Mavis Doriel Hay's detective fiction seems to be making more impact now than it did on its first appearance in the 1930s. This is thanks to the British Library's very welcome decision to reprint her three long-neglected novels in their Crime Classics series. I've previously talked about The Santa Klaus Murder, and in today's post I turn my attention to the two books that preceded it, Murder Underground and Death on the Cherwell. They both benefit, by the way, from nice intros by Stephen Booth, who spoke enthusiastically about them on the Forgotten Authors panel at Crimefest.
Mavis was a student at Oxford at roughly the same time as Dorothy L. Sayers, and although she was an alumna of St Hilda's, rather than Somerville, it may be that their paths crossed. Did this influence Sayers' warmly positive review of Murder Underground? I very much doubt it - Sayers was not someone who said things about books that she didn't mean, and some of her reviews of friends' work were scarily acerbic. Sayers liked "good English", and Mavis was a stylish writer - it is this that lifts her novels out of the common run of Golden Age stories, and helps to explain why the British Library have chosen to republish her books. That said, I don't rate Murder Underground as highly as her two later novels. As the title suggests, the killing of an elderly spinster takes place at a Tube station (maps are provided), and the manner of the story-telling is light and amusing. It's a pleasing period piece. The plot, and in particular the solution, are however rather slight.
Mavis created a fictional Oxford college, Persephone, plainly influence by St Hilda's, for Death on the Cherwell. Again, we have a map of the scene of the crime, and a victim who is an unlovely spinster.
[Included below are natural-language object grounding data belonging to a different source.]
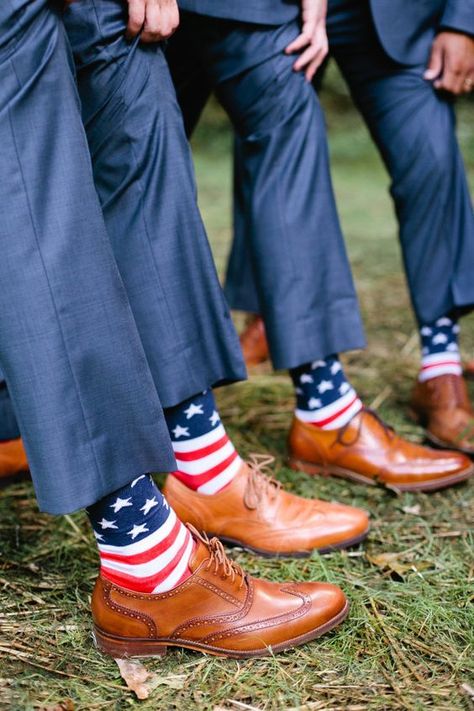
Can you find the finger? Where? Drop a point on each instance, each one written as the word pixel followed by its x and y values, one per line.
pixel 155 24
pixel 435 65
pixel 299 43
pixel 453 79
pixel 136 17
pixel 160 23
pixel 313 66
pixel 305 58
pixel 468 85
A group of young female students find the body of the college bursar in a canoe floating down the river - shades of the beginning of The Floating Admiral. There is a lot to enjoy in this book, and Mavis's light touch is more expertly deployed than in her debut. Again, there is a shortage of suspects (not a mistake she made in The Santa Klaus Murder, which has a dauntingly large cast) and the "surprise twist" is foreseeable. But the story is fun.
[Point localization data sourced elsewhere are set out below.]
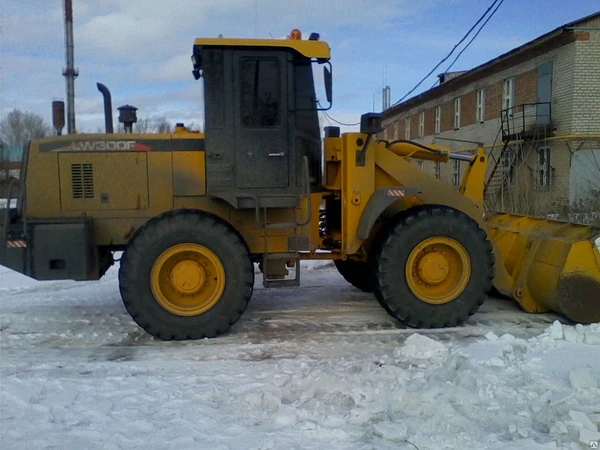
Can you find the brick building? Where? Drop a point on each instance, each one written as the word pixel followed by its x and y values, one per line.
pixel 535 109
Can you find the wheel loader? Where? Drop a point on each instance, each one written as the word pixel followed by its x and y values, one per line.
pixel 193 213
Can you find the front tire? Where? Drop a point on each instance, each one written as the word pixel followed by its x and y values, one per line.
pixel 186 275
pixel 433 268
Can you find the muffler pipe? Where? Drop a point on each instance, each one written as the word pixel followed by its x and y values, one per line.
pixel 107 107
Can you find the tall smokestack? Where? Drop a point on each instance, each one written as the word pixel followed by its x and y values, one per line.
pixel 70 72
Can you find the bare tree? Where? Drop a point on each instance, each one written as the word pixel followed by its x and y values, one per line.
pixel 19 127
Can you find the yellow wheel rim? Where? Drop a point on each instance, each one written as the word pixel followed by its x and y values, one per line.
pixel 438 270
pixel 187 279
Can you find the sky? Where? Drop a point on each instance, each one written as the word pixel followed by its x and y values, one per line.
pixel 141 49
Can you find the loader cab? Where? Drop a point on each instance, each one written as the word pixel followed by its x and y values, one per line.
pixel 262 135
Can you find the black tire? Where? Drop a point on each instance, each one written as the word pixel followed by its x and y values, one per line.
pixel 392 255
pixel 164 232
pixel 358 273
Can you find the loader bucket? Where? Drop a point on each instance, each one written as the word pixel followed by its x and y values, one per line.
pixel 547 265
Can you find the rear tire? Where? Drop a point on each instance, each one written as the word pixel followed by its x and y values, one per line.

In judging this writer, and these books, I think it's important to keep in mind that she was an inexperienced novelist, and this accounts for some of the flimsiness of plot and structure. Given her fluent writing style, I think that, had she kept writing mysteries, she might have developed into a notable contributor to the genre. It was not to be - she seems to have lost interest, although she wrote non-fiction later and lived until the Seventies. But it's marvellous to see these books given a new life, in very attractive editions, and they are being very successfully marketed by the British Library. The Golden Age is in vogue at long last!